3 Things to look for in an accountability partner
You probably know or have heard that having an accountability partner increases your chances of success -no matter what goal you are working on. But not just anyone will do.
A friend, coach, or partner can keep you motivated, get you back on course (or out of bed) and keep you in the game long enough to actually win. In fact staying in the game is the name of the game. Stay in the game long enough and there are very few goals you CAN’T reach.
But not all partners are created equal!
There is a saying that , “you are the average of the 5 people you spend the most time with”.
Think about that.
Are you averaging up- or not?’
If you are serious about your goal it really does matter who you choose as your accountability partner. It’s wonderful to spend time with friends, but there are 3 things you must have in an accountability partner.
1. Consistent and persistent
Research shows that people generally quit somewhere between 4-6 weeks. That’s when the excitement of the goal has worn off and it starts getting hard.
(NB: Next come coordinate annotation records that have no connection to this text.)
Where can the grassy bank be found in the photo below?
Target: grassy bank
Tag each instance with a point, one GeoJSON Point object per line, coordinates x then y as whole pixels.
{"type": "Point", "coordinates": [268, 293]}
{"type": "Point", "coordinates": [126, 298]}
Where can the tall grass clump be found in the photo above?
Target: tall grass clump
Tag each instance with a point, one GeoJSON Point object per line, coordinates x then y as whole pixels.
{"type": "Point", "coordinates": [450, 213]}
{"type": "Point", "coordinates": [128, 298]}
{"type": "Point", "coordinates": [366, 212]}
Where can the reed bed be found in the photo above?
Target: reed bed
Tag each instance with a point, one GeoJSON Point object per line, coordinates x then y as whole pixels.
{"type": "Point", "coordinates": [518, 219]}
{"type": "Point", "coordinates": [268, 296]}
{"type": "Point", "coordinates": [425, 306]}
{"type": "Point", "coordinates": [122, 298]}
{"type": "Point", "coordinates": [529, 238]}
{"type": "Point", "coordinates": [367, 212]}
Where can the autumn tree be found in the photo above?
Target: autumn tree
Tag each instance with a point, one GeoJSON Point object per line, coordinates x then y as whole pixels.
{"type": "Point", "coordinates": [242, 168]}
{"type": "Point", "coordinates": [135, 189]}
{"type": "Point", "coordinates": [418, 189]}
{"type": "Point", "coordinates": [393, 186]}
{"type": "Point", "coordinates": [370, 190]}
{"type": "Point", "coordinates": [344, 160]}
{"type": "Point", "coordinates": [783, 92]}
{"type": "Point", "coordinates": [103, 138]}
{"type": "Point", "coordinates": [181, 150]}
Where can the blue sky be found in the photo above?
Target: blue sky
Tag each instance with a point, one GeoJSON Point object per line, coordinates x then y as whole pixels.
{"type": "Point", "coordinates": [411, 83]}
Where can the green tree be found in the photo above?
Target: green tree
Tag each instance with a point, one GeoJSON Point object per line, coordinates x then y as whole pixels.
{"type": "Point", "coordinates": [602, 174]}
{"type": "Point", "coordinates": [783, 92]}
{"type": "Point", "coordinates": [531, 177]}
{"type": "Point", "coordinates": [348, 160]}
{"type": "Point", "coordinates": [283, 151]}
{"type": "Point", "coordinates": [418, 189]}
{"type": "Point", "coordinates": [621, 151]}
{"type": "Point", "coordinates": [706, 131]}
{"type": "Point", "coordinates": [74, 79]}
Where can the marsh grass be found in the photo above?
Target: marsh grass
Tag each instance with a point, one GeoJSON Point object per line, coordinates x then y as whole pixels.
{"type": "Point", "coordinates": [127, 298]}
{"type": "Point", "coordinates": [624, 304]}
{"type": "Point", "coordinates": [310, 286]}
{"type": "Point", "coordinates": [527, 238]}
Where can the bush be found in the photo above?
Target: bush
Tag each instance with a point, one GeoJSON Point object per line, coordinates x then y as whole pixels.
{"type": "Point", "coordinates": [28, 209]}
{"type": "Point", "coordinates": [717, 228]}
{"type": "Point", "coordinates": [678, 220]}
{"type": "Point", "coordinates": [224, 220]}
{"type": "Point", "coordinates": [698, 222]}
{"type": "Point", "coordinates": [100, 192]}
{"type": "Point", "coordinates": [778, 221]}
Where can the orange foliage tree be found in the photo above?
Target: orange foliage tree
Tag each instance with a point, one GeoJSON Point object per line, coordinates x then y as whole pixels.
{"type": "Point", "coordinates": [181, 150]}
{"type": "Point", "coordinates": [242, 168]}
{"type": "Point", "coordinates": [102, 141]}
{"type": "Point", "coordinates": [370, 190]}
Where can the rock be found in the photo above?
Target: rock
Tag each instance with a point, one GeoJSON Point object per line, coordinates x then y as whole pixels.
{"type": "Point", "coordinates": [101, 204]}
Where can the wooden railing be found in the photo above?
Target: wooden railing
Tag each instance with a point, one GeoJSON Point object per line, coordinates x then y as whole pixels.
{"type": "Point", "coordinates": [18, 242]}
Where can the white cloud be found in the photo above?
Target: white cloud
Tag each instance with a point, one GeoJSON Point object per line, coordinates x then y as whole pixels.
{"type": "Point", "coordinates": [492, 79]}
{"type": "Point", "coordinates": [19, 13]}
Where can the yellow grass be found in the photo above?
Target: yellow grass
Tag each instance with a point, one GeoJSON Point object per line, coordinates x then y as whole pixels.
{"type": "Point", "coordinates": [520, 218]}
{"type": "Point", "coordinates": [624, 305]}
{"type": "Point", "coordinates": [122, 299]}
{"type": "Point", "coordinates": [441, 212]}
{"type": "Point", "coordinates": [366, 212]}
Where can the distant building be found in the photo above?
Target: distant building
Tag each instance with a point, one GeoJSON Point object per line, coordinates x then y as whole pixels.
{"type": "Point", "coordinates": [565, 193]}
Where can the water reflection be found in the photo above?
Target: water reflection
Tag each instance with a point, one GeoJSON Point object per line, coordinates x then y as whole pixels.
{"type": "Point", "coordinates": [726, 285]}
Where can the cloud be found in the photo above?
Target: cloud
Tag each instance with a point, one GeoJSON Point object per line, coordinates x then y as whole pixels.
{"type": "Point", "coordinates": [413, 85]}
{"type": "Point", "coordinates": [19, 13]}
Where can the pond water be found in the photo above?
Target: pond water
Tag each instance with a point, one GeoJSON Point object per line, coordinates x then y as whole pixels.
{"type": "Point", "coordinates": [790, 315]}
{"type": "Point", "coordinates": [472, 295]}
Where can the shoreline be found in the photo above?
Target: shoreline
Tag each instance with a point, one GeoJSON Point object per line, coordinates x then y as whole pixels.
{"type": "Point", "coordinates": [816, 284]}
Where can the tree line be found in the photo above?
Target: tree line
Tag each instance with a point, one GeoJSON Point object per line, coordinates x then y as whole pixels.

Does your partner stick with things? If they quit when things get tough, you’ll not only not have a partner for long ,but he/she will probably quit at the exact same time you are swimming in doubt as well. Pick someone who will hang tough no matter what.
2. Celebrates your success without jealousy or envy
We all move at a different pace. If you are a motivated person you’ll want to move fast. Having a partner who often compares themselves to you or others steals your energy and defeats the purpose of getting good support. Or, even worse, he/she may try to sabotage your success and slow you down so that they won’t feel bad. Take a moment to honestly assess their maturity level. Can this person be thrilled for you even if they are moving slower?
3. Is encouraging AND has the courage and the ability to tell you the hard truth when necessary.
We all need encouragement. We need people who believe in us and see our brilliance even when we most doubt it. And we all have blindspots as well. It takes courage for someone to tell us what we are afraid to see. That’s a real gift. Our blindspots are the places where we are the most fearful and where we hide our genius and unknowingly sabotage our success. Is this person encouraging and courageous in truth telling?
Nobody succeeds alone. Nobody. We all have a team. Is yours lifting you up? If not, who would?